Published on 14 March 2017

Healthcare professionals have highlighted that the onset of type 2 diabetes, or a rapid deterioration in people that have the condition could be an early warning sign of pancreatic cancer.

Researchers found that almost half of people with type 2 diabetes that had pancreatic cancer were diagnosed within one year of being diagnosed with type 2 diabetes.

The study looked at almost 1 million people with type 2 diabetes in Lombardy (Italy) and Belgium. Findings of the study by researchers in France were presented at the European Cancer Congress 2017 (ECCO) recently.

Alice Koechlin, from the International Prevention Research Institute in Lyon, France, who carried out the study, said: “In Belgium 25% of cases were diagnosed within 90 days and in Lombardy it was 18%. After the first year, the proportion of diagnosed pancreatic cancers dropped dramatically.”

Researchers found that people with type 2 diabetes who were able to continue with oral anti-diabetic drugs, patients in Belgium and in Lombardy were more likely to be diagnosed with pancreatic cancer in the first three months after their first prescription for incretins (metabolic hormones that stimulate the pancreas to produce more insulin to lower blood glucose levels).
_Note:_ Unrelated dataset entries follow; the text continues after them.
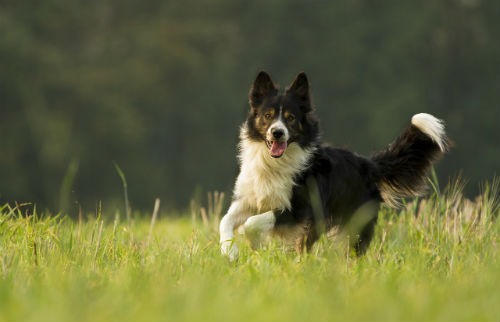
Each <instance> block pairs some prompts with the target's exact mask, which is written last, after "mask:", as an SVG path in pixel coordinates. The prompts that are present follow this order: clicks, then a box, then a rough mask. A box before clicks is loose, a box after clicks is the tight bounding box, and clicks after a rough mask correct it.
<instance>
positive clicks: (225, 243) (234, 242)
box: [220, 239, 238, 261]
mask: <svg viewBox="0 0 500 322" xmlns="http://www.w3.org/2000/svg"><path fill="white" fill-rule="evenodd" d="M220 250H221V252H222V255H224V256H227V257H228V258H229V260H230V261H235V260H236V259H238V247H237V246H236V243H235V242H234V240H232V239H230V240H224V241H221V243H220Z"/></svg>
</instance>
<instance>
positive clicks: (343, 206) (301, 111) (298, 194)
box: [220, 72, 449, 259]
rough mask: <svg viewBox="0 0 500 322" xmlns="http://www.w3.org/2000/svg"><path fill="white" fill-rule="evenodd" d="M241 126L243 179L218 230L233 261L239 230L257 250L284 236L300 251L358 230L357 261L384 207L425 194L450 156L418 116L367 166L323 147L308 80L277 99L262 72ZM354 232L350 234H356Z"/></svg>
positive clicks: (268, 77)
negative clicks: (295, 245) (250, 242)
mask: <svg viewBox="0 0 500 322" xmlns="http://www.w3.org/2000/svg"><path fill="white" fill-rule="evenodd" d="M249 101H250V111H249V114H248V117H247V119H246V121H245V122H244V123H243V125H242V126H241V131H240V144H239V149H240V152H239V160H240V172H239V175H238V178H237V180H236V184H235V187H234V196H233V200H232V204H231V206H230V208H229V210H228V212H227V214H226V215H225V216H224V217H223V218H222V220H221V222H220V243H221V251H222V253H223V254H224V255H227V256H228V257H229V258H230V259H236V258H237V256H238V248H237V246H236V244H235V243H234V230H235V229H236V228H238V227H239V232H240V233H242V234H245V235H246V236H247V237H248V238H249V239H250V240H251V241H252V243H253V245H255V246H258V244H259V243H260V242H261V241H262V240H263V239H266V238H267V237H269V236H273V235H285V233H286V235H287V236H288V238H290V231H292V232H293V234H292V236H293V237H292V238H293V239H294V242H295V244H296V246H297V247H298V249H299V250H301V249H303V247H306V249H310V247H311V246H312V245H313V244H314V242H315V241H316V240H317V239H318V237H319V236H320V235H321V233H323V232H327V231H328V230H330V229H331V228H333V227H339V228H341V229H342V228H346V227H347V226H348V225H349V227H351V226H352V222H355V225H354V226H355V229H354V233H353V230H352V229H349V231H350V233H351V234H352V235H353V236H352V237H351V239H350V240H351V241H352V243H353V248H354V249H355V250H356V252H357V253H358V254H362V253H363V252H365V251H366V249H367V247H368V245H369V243H370V240H371V239H372V236H373V232H374V227H375V224H376V221H377V214H378V210H379V205H380V203H381V202H385V203H386V204H388V205H390V206H397V205H398V202H399V199H400V198H404V197H412V196H417V195H419V194H421V193H422V192H423V191H424V190H425V188H426V181H427V177H426V174H427V171H428V170H429V168H430V167H431V165H432V162H433V161H435V160H436V159H437V158H439V157H440V156H441V155H442V154H443V153H444V152H446V150H447V148H448V145H449V144H448V142H449V140H448V138H447V136H446V135H445V132H444V126H443V123H442V121H441V120H439V119H437V118H435V117H434V116H432V115H429V114H425V113H421V114H416V115H414V116H413V118H412V119H411V125H410V126H409V127H408V128H407V129H406V130H405V131H404V132H403V133H402V134H401V135H400V136H399V137H398V138H397V139H396V140H395V141H394V142H393V143H392V144H390V145H389V146H388V147H387V148H385V150H383V151H381V152H378V153H376V154H375V155H373V156H371V157H370V158H366V157H362V156H359V155H357V154H355V153H352V152H350V151H347V150H343V149H337V148H332V147H330V146H327V145H324V144H322V142H321V139H320V128H319V123H318V120H317V118H316V117H315V115H314V109H313V106H312V104H311V97H310V92H309V82H308V80H307V76H306V75H305V74H304V73H300V74H298V75H297V77H296V79H295V80H294V81H293V83H292V84H291V85H290V86H289V87H288V88H287V89H286V90H285V91H280V90H279V89H278V88H277V87H276V86H275V84H274V83H273V81H272V80H271V78H270V77H269V75H268V74H267V73H265V72H260V73H259V74H258V76H257V78H256V79H255V81H254V83H253V86H252V87H251V89H250V93H249ZM351 228H352V227H351Z"/></svg>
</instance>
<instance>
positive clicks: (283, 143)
mask: <svg viewBox="0 0 500 322" xmlns="http://www.w3.org/2000/svg"><path fill="white" fill-rule="evenodd" d="M266 144H267V147H268V148H269V153H270V154H271V156H272V157H273V158H280V157H281V156H282V155H283V153H285V150H286V148H287V143H286V141H283V142H281V141H268V140H266Z"/></svg>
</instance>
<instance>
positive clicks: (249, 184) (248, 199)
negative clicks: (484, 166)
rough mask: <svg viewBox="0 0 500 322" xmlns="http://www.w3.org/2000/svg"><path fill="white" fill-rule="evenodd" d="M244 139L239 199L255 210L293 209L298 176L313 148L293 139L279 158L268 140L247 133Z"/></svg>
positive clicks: (243, 144) (302, 170)
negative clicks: (272, 154) (290, 202)
mask: <svg viewBox="0 0 500 322" xmlns="http://www.w3.org/2000/svg"><path fill="white" fill-rule="evenodd" d="M241 139H242V140H241V142H240V154H239V157H240V162H241V169H240V174H239V176H238V179H237V180H236V185H235V188H234V196H235V199H237V200H238V201H239V202H241V203H242V204H244V207H245V208H247V209H249V210H251V211H252V212H255V214H258V213H263V212H266V211H269V210H276V209H281V210H284V209H290V208H291V204H290V198H291V196H292V189H293V186H294V184H295V182H294V178H295V176H296V175H297V174H298V173H300V172H301V171H303V170H304V169H305V168H306V167H307V165H308V163H309V160H310V159H311V156H312V153H313V150H312V149H303V148H301V147H300V146H299V145H298V144H297V143H291V144H290V145H289V146H288V148H287V150H286V151H285V154H284V155H283V156H282V157H281V158H278V159H276V158H273V157H271V155H270V154H269V150H268V148H267V146H266V144H265V143H264V142H254V141H251V140H248V139H247V138H245V137H243V135H242V138H241Z"/></svg>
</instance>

Over time this risk fell after the first year of being diagnosed with type 2 diabetes.

Among people who already had type 2 diabetes and were managing the condition with oral anti-diabetic drugs, the switch to incretins or insulin happened faster among people with type 2 diabetes who were subsequently diagnosed with pancreatic cancer. In addition, a deterioration in their condition was linked with a higher risk of being diagnosed with pancreatic cancer.

Professor Philippe Autier, from the International Prevention Research Institute and co-author of the study, added: “Although it has been known for some time that there is an association between type 2 diabetes and pancreatic cancer, the relationship between the two conditions is complex.

“Doctors and their patients with diabetes should be aware that the onset of diabetes or rapidly deteriorating diabetes could be the first sign of hidden pancreatic cancer, and steps should be taken to investigate it.”

Ms Koechlin added: “There is currently no good, non-invasive method for detecting pancreatic cancer that is not yet showing any visible signs or symptoms. We hope that our results will encourage the search for blood markers indicating the presence of pancreatic cancer, which could guide decisions to perform a confirmation examination like endoscopy.”

Pancreatic cancer is difficult to detect at an early stage and there are few effective treatments for it. Less than 1% of people live for 10 or more years after a diagnosis. In Europe around 104,000 new cases were diagnosed in 2012 and approximately the same number of people died from it. Worldwide there were an estimated 338,000 cases of pancreatic cancer diagnosed in 2012 and 330,000 people died from it.

Professor Peter Naredi, from the Sahlgrenska Academy, University of Gothenburg, Sweden and Chair of the Congress and President of ECCO, who was not involved with the research, said: “Due to the severity of pancreatic cancer and because only a minority of cases are detected at a curable stage, we must find better ways for early detection. Some advances have been made in the search for blood biomarkers. This study opens up the possibility to combine the diagnosis of an associated disease, type 2 diabetes, with blood biomarkers. It is a step in the right direction if we can increase the proportion of early diagnosed pancreatic cancers.”

An NHS Behind the Headlines report on the study concluded: “Among people with type 2 diabetes, diagnosis of pancreatic cancer was linked with recent onset of diabetes or rapidly deteriorating diabetes. This suggests these could both be potential warning signs of hidden pancreatic cancer and indicate the need for more investigations.

“It’s not possible to say whether the findings could lead to more in-depth investigation of people with newly diagnosed or rapidly progressing diabetes, or whether this could make earlier pancreatic cancer diagnosis and improved survival rates possible.”